Anna and Egor (actually the name of Egor Barinov’s character is never mentioned) live in a small street where neighborhood watching is a social pastime rather than a security precaution, which means that they can’t just sneak through the window to keep their unassuming families in the dark. However, Anna sells handmade mittens in Rostov and Moscow and so like Egor, she can justify her absence from home by spending time on the road – Egor’s truck, highway restaurants and the countryside thus become their date spots. While the seasons pass, their love for each other does not seem to whither until recurring signs of infidelity make their partners at home wonder. The trucker’s wife, Tamara (Maria Semyonova), finds a hand-knit scarf in the backseat of her husband’s truck, which looks suspiciously like the work of her neighbor. She prefers to keep it quiet, however, and while Anna wants to come out with the truth and confess to her husband Yury (Yury Kiselev), Yury seems to have realized on his own that his wife’s business trips don’t just miraculously coincide with those of his neighbor, unanswered phone calls providing the final proof.

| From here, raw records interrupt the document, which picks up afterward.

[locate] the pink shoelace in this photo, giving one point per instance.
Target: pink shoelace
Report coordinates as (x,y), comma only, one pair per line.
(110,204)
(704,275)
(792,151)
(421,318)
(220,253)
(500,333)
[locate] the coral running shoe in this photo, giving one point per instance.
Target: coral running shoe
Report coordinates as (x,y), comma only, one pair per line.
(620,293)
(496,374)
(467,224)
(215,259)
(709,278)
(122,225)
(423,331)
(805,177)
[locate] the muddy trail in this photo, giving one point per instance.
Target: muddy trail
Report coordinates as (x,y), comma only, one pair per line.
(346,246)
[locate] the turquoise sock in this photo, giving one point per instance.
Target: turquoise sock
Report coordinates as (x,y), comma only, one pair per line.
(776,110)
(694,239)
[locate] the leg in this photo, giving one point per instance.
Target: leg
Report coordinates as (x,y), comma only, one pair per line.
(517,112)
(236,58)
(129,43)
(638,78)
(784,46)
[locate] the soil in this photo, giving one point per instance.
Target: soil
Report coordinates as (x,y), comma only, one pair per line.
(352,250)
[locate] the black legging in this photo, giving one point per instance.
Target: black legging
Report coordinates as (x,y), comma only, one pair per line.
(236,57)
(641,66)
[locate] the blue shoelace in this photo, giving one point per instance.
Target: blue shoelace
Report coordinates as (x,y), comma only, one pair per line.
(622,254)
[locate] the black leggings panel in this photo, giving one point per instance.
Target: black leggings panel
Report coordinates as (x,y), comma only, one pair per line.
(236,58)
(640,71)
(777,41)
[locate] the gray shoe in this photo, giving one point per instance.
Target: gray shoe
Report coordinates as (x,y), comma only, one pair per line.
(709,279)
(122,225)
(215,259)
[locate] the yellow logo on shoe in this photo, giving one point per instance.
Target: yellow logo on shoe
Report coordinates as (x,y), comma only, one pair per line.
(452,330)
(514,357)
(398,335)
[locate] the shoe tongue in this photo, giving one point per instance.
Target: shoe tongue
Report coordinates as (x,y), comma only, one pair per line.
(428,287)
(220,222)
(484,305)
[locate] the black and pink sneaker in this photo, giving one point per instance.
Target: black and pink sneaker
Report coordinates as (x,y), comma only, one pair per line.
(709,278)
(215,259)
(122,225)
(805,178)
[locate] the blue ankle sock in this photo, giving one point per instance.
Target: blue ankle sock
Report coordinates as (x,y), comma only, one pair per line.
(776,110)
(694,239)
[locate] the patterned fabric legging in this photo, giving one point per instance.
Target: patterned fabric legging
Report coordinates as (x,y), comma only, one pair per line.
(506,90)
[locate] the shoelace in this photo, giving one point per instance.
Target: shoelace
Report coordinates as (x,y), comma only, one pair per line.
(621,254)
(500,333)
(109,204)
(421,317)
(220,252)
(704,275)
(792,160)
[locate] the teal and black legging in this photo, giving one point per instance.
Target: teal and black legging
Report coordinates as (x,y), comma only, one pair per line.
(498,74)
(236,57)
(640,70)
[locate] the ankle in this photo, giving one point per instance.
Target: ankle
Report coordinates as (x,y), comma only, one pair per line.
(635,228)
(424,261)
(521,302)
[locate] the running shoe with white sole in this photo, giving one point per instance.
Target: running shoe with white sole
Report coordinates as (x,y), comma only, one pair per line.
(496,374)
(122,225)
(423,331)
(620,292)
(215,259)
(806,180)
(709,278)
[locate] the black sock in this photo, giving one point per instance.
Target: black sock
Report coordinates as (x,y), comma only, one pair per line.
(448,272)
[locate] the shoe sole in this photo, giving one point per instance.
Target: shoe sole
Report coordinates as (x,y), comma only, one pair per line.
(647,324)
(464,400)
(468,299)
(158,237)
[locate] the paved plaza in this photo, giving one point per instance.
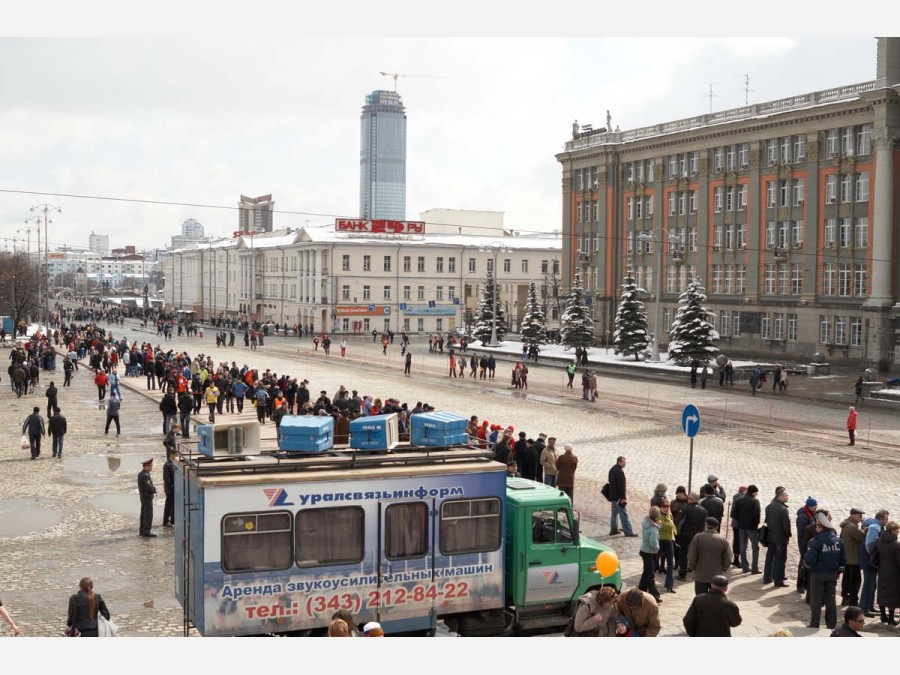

Unlike Anna and Egor, Tamara and Yury have an open confrontation about Anna’s love affair, which results in Anna leaving the house. Egor meanwhile cannot decide whether he wants to move in with Anna and leave his family behind. In one of the few scenes that break with the movie’s realism, Egor imagines himself admitting to his wife that he no longer loves her during a family dinner. But the vision of Tamara screaming in anger makes him flee the crime scene. Little does he know that she’s probably already aware of the situation.

The subtle finesse of Sadilova’s movie lies in the way she portrays the ambiguity of desire and the limited accessibility of the characters to their own and to other people’s emotions. Why, for instance, does Egor believe that he needs to tell his wife that he doesn’t love her anymore in order to initiate a separation? The only scene in the movie where two bodies touch each other is when Egor chases his wife, frantically clinging to her in the garden, telling her that she should not believe what the neighbors (who started talking) are saying and that he loves her. If he loves Anna, he cannot love Tamara and vice versa. Clearly this “paradox” is too much for Egor’s cognitive capacities to handle. The one sentence he keeps repeating is that “he’ll sort things out”, as if by some miraculous syllogism the messy logic of love will fall right into place. That love is less straight-forward, or conventional, is the tragicomic tale of the film. Ironically, once Egor’s relationship to Anna becomes too domestic, threatening to resemble the life he had with Tamara, he flees that scene, too. Even Anna’s seductive dancing is unable to compete with the charm of the roadside lover. Anna is more conscious of the dying of “their flame” – as the lyrics of a song she sings towards the end of the movie have it – and decides to act on it. As a rule, the men in this movie are passive (some of the funnier parts of the film are also granted to Anna’s imperious mother-in-law), and while the women are certainly no feminists, Anna has the dignity of seeing and saying the truth.

Much like in a baroque tragicomedy, Sadilova plays with our expectations as conventions are transgressed only to fall back into place again. Nevertheless, the psychological depth of her characters protects them from becoming stereotypes and the minimalist narrative leaves much room for multi-layered and even ambiguous interpretations. With her last film dating back to 2010, this film is a refreshing, and – with its reduced aesthetics – more daring addition to her filmography.